Tastet man mögliche Bedrohungsbilder ab, die als Grundlagen künftiger Ausrichtung wenigst Erwähnung wert sind, gerät man leicht ins Fahrwasser von Verschwörungstheoretikern oder gewaltsam Rechtfertigung suchender Pessimisten. Dessen muss man sich bewusst sein. Dennoch: Wir können und sollten uns nicht einfach - nach dem Prinzip der beliebten drei Affen - auf Dauer einreden dass es auf Dauer keine Bedrohungsszenarien für Österreich mehr gebe. 7 oder 10 Jahre Vorlaufzeit hin oder her, niemand hat die Kristallkugel und es wäre gelinde problematisch wenn sich die weltpolitische Lage wieder ändert und es doch noch einmal zu einer territorialen Bedrohung Österreichs kommen sollte. So kann - weder wünschenswert noch derzeit abzusehen - z.B. auch das ‚Friedensprojekt' Europa z.B. an fatalen Wirtschaftskrisen oder Rohstofffragen scheitern und es durch diverse Verwerfungen zu einer Re-Nationalisierung* kommen.
*"Dieses Szenario stellt sozusagen den ‚worst-case' der EU-Integrationsentwicklung dar. Gründe könnten überhastete EU-Erweiterung in Verbindung mit unzureichenden institutionellen Reformen (Strukturprobleme) sein, divergierende Interessen und ‚verschiedene Geschwindigkeiten' der EU-Mitgliedstaaten (Heterogenität), längerfristig schwache Wirtschaftsleistungen, weltpolitische Akteursrolle der rohstoffabhängigen EU kann sich mangels eigener Durchsetzungskapazitäten nicht manifestieren, militärische Koalitionen außerhalb des EU-Rahmens nehmen zu, die Unterstützung für die östliche und südliche Peripherie (Europäischer Nachbarschaftsraum) versiegt und stoppt so demokratischen Transformationsprozess in der europäischen Nachbarschaft, der geostrategische Einfluss von USA/NATO auf die Gestaltung der Außen- und Sicherheitspolitik im eurostrategischen Raum bleibt hoch."
http://www.bmlv.gv.at/wissen-forschung/publikationen/publikation.php?id=379

A Reminder...

Nach der faktisch gescheiterten Reform folgt der Vorschlag die Wehrpflicht einer Volksabstimmung zu unterziehen. Der Mangel an Standfestigkeit und die völlige Orientierungslosigkeit der österreichischen Politik in Fragen der Landesverteidigung wird aber auch ein Berufsheer in seinem Selbstverständnis schwer beeinträchtigen.
Foto: Martin Rosenkranz

Ein Zitat zum geostrategischen Einfluss der USA: Ein US-Navy Marinekampfpilot auf dem Flugzeugträger ‚USS Harry Truman' meinte erst im Juli zu den als Österreicher vorgestellten Autoren: "Auf dieser Welt braucht es letztlich so etwas wie eine Ordnungsmacht, angesichts immer wieder auftretender Schlächter, Despoten und Diktatoren - letztlich Kriminellen. Wie sollen denen Grenzen aufgezeigt werden, wenn nicht durch ‚Haze Greys' (der Grauton der Navy-Kriegschiffe) am Horizont? Nachdem Ihr Europäer kaum willens und oder fähig dazu seid, so ist es letztlich eben an uns..." Die Demokratien dieser Welt müssten jedoch militärisch zusammenrücken, noch mehr angesichts ihrer sowieso demografisch begründeten, abnehmenden Rolle auf der Welt: "Ist ‚ne logische Sache, am Ende geht's um Überleben des Westens. Dafür fahren wir hier rum, auch für Euch. .. Ihr Österreicher seid doch westlich, oder...?

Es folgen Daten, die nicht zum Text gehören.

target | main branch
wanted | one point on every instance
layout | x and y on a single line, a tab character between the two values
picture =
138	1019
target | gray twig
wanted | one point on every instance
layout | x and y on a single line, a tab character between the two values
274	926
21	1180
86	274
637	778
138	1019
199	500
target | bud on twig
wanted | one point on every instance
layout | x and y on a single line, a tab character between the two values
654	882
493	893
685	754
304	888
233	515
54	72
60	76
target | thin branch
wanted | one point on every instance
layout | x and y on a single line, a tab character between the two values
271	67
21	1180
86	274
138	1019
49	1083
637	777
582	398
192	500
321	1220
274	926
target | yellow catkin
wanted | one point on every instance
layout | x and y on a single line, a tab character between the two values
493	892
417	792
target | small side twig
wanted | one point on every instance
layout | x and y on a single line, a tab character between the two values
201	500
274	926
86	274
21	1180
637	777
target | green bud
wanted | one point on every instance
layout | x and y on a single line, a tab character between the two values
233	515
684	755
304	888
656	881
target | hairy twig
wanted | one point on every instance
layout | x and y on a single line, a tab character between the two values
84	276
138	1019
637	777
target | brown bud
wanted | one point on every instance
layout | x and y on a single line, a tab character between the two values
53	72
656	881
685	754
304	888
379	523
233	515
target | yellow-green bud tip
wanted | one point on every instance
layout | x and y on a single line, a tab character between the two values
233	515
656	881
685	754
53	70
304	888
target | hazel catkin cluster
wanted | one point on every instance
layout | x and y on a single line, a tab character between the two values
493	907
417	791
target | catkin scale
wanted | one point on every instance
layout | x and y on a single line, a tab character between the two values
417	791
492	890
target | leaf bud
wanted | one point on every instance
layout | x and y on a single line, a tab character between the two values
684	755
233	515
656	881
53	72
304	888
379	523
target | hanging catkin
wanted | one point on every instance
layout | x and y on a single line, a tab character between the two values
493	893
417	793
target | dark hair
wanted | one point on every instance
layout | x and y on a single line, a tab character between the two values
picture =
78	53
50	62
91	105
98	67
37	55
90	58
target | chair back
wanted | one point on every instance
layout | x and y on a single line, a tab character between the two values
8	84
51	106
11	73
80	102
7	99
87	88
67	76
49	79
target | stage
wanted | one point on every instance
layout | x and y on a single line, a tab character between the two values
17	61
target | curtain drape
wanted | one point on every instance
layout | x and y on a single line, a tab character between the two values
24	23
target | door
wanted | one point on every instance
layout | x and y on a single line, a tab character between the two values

O.K. Vielleicht etwas simpel gestrickt, militärisch aber glasklar. Dass der beschriebene ‚worst case' um jenes ‚Überleben' geballt auch anderswo zurzeit eher als wenig wahrscheinlich gesehen wird, mag einerseits beruhigen. Dass Europa aber z.B. durch China bereits verachtet wird, ist vielleicht nur Lesern von ‚richtigen' Zeitungen bekannt. Der chinesische Akademiker Pan Wie beschrieb (f.d. ‚European Council for Foreign Relations') 2009 die tatsächliche Einschätzung der Führungselite seines Landes: "Die EU präsentiert sich für uns als schwach, politisch gespalten und militärisch ohne jeden Einfluss. Wirtschaftlich ist sie ein Gigant, den wir allerdings nirgendwo länger fürchten müssen." Aktuell bestätigt diese militärische Ein- oder besser Geringschätzung neulich auch der Chef des österreichischen Generalstabs, Edmund Entacher. Er beobachtet eine "unkoordinierte Abrüstung in den EU-Staaten." Unter dem Druck der Wirtschaftskrise würden fast alle EU-Länder ihre Rüstungsausgaben verringern, "was uns aber auf den Kopf fallen könnte…"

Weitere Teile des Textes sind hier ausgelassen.